Former Head of State, Gen. Yakubu Gowon (retd.), said the officer he personally appointed to protect his life, Lt. Col. Joseph Garba, Commander of the Federal Guards Unit, was among those who orchestrated his overthrow in the July 1975 coup.
He said Garba had sworn to him, days before the putsch, that he had no knowledge of any plot against his government.
The account is contained in Gowon’s 859-page autobiography, _My Life of Duty and Allegiance_, which our correspondent obtained at the book’s launch in Abuja on Tuesday. It details the former Head of State’s personal account of the 1975 coup.
Gowon described the event as the deepest personal betrayal of his public life, because it was executed by men he had elevated on the basis of trust—and, in Garba’s case, family ties.
The book was launched at a ceremony attended by President Bola Tinubu, represented by Vice President Kashim Shettima; former President Goodluck Jonathan; senior government officials; military veterans; and other public figures.
Gowon narrated how his Chief Security Officer and head of the Special Branch, M.D. Yusuf, had warned him that some officers were planning a coup ahead of the OAU summit in Kampala, Uganda. Yusuf identified two key figures: Garba, then Commander of the Federal Guards Unit, and Anthony Ochefu, then Provost Marshal of the Nigerian Military Police.
The former Head of State noted that the warning placed him in an acute dilemma.
He had appointed Garba to the most sensitive position in his security architecture—the elite unit whose sole mandate was the physical protection of the Head of State.
He also noted that Garba’s appointment as head of the Brigade of Guards was partly influenced by family ties and the confidence he had in him.
“As Commander of the Federal Guards, the elite unit entrusted with the responsibility of protecting the person of the Head of State, Garba was supposed to have unquestionable loyalty.

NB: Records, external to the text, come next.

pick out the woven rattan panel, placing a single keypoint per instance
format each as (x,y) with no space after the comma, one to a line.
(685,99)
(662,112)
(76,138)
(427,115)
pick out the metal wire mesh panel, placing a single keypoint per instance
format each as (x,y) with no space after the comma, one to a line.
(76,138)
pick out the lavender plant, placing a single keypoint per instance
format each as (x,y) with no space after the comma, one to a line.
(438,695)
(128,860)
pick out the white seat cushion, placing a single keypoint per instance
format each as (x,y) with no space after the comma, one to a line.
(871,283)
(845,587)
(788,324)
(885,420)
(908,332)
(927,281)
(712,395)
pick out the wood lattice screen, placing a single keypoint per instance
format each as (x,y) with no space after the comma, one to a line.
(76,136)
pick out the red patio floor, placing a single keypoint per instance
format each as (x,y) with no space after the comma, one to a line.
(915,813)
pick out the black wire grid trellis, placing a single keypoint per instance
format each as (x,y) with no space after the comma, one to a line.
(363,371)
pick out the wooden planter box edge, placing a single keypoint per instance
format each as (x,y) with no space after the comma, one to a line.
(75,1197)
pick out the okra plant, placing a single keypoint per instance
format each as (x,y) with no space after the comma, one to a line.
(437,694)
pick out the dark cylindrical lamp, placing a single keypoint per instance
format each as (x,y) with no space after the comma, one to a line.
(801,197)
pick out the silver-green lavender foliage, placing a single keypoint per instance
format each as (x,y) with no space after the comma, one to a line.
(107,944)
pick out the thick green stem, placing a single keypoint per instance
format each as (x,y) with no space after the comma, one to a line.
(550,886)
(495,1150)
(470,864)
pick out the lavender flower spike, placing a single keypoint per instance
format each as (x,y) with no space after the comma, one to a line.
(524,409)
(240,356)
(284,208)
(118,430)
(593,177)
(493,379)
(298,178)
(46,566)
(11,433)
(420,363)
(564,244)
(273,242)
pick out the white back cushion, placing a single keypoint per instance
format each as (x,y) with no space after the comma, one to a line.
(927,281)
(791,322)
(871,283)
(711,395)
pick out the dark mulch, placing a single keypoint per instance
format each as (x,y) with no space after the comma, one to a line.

“Not only did I intimately know both men, but I had also grown to like and trust them over the years.
“Coincidentally, both were Christians and from my original home state, Benue Plateau,” he recounted.
Rather than act on Yusuf’s intelligence immediately, Gowon chose to confront Garba directly—a decision that, in retrospect, he said gave the conspirators the time they needed.
Gowon recalled: “In quick succession, he vehemently denied awareness of any plan to topple me and swore by heaven and earth that no such group existed and that he was not a member of any.
“But I made him realize that if, at the end of the day, there was any truth in the rumour of his involvement in any plan against me, he would be answerable to God and his conscience.”
According to him, his suspicions grew because of the behavior of Ochefu, the second officer Yusuf had named.
He said Ochefu’s refusal to return to Lagos heightened his suspicion that the coup plot might indeed be real, though he decided to revisit the issue after returning from Kampala, unaware that he would never return as Head of State.
“His uncharacteristic yet deliberate act of gross disloyalty made me sense the plot might be true.
“I made a note to revisit the issue on my return from Kampala,” Gowon wrote.
Despite the warning, he proceeded to the 12th Summit of the Organisation of African Unity in Kampala, as he had already committed to attend.
Travelling aboard a Nigerian Airways Boeing 737 on July 27, 1975, Gowon said he remained uneasy throughout the journey.
As a precaution, he instructed his Aide-de-Camp, Mr. Walbe, to return to Lagos to monitor developments and report back.
However, Walbe, he said, could not make it back on time because the co-pilot had reportedly fallen sick.
Gowon said he was seated at the conference on July 29, 1975, when the then Ugandan leader, Idi Amin, approached him with a Reuters dispatch announcing that his government had been toppled.
He said the dispatch was how he learned that he was no longer in power.
According to him, “I did not recognize the garbled name on the Reuters dispatch. Early media reports mentioned a certain ‘Colonel Darwa’ as the officer who made the dawn broadcast of the coup.
“‘Darwa’ certainly sounded and read like a mispronounced or misspelt ‘Garba’. Still, I was not inclined to believe that he, of all people, would betray me.”
Gowon said he suspected that Garba may have been either coerced or deceived into joining the coup plot.
“My concern for Garba was based on fears that the planners of the coup may have co-opted him into their scheme against his better judgment.
“I felt they might have convinced or threatened him into believing he had gained nothing from his long association with me and, as such, was better off being in their camp—failing which he could be shot if need be,” he explained.